Canada is my country, but sometimes it feels like I should go around apologizing for the utter dishonesty of its leadership, its media, and the consequent ignorance of its people.
There's an old joke about why the people of Halifax didn't join the American revolution against the crown - they didn't have a permit. it's funny because it's not literally true, but it is true to history, true to the national temperament, and true in its consequences: 250 years of economic servitude, refused opportunity, and failed ambition.
So today Canada's prime minister is going around exercising his Trump derangement syndrome and claiming that he'll leverage western Canadian energy exports to get his version of NAFTA3 through - except, of course, that western Canada needs to sell energy products into the U.S., but the U.S. doesn't need to buy them. But hey, he does have a Plan B - Canada joins the EU! Really, I mean this is so far beyond stupid it can't see asinine in the rear view mirror.
The UK recently made headlines because someone pointed out that its average income is below that of all 50 American states - well, guess what? take out western Canadian food and energy exports to the United States and Canada qualifies for third world status. Quebec and the Maritimes live on transfers from the the west and Ontario makes; what? some wine? Toronto's core strength is financial control and manipulation of hinterland resources - but take away the west and they'll have nothing to manage and a much smaller captive population to exploit.
The bottom line on Ontario outside Toronto is simple: they don't make much of anything now and Carney et al are happily killing off its remaining industry through carbon taxes, permitting processes, encouraged "indigenous" lawsuits, and an insane venture on assembling Chinese cars for the American market they won't have access to.
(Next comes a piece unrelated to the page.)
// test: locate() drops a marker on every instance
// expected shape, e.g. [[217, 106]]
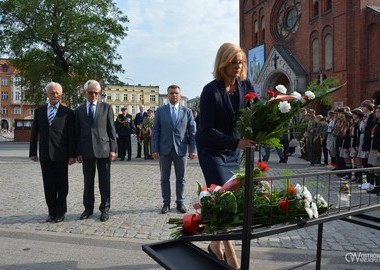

Carney isn't actually that stupid - he's apparently quite smart, although also one of those who get themselves promoted by always agreeing with the most powerful person in the room - actually something that is almost the defining characteristic of TDS sufferers in highly visible positions.
So what's going on? dig deep enough and I think the issue is simply that left wing fascists like Carney desperately want a feudal form of government in which they're the nobles, there is no middle class, and the vast majority spend their lives serving the nobles - a system which Carney's family connections have led him to believe is the right and natural way of things.
He's wrong: the three most pivotal political events in human history: the Exodus; the emergence of Christianity; and the American revolution, all point in the opposite direction: towards human equality of value, personal responsibility, and individual freedom.
This strikes at what is probably the most important thing about the American system Canadians do not understand: that the Declaration stands outside of the constitution, so power flows from the people to the government, not, as it does here, from the crown to the government. As a result the American constitution limits what government can do while the Canadian Constitution Act does the opposite: assuring Canadians of rights they don't have (ask any trucker) while actually empowering government to do whatever those wielding its powers want to.
All of which leads toward a simple idea: the current arguments about an Alberta independence referendum are, I think, just so much hot air: many of the people behind it are undoubtedly sincere, but it's such an obvious loser it might as well be a liberal false flag operation. A well written, well argued, Alberta Declaration of Independence on the American model would, on the other hand, be a very different kind of thing because it would be easy to sell in every English speaking province or territory - and could then be slipped into place as underpinning the "constitution act" to give Canadians a real chance of limiting government.
Couple that with a Trump/Milei clone coming to power after Carney loses his bet on the U.S. midterms, and Canada might even survive - although, realistically, getting it done would require guts and, well, we're back to Halifax circa 1773 aren't we?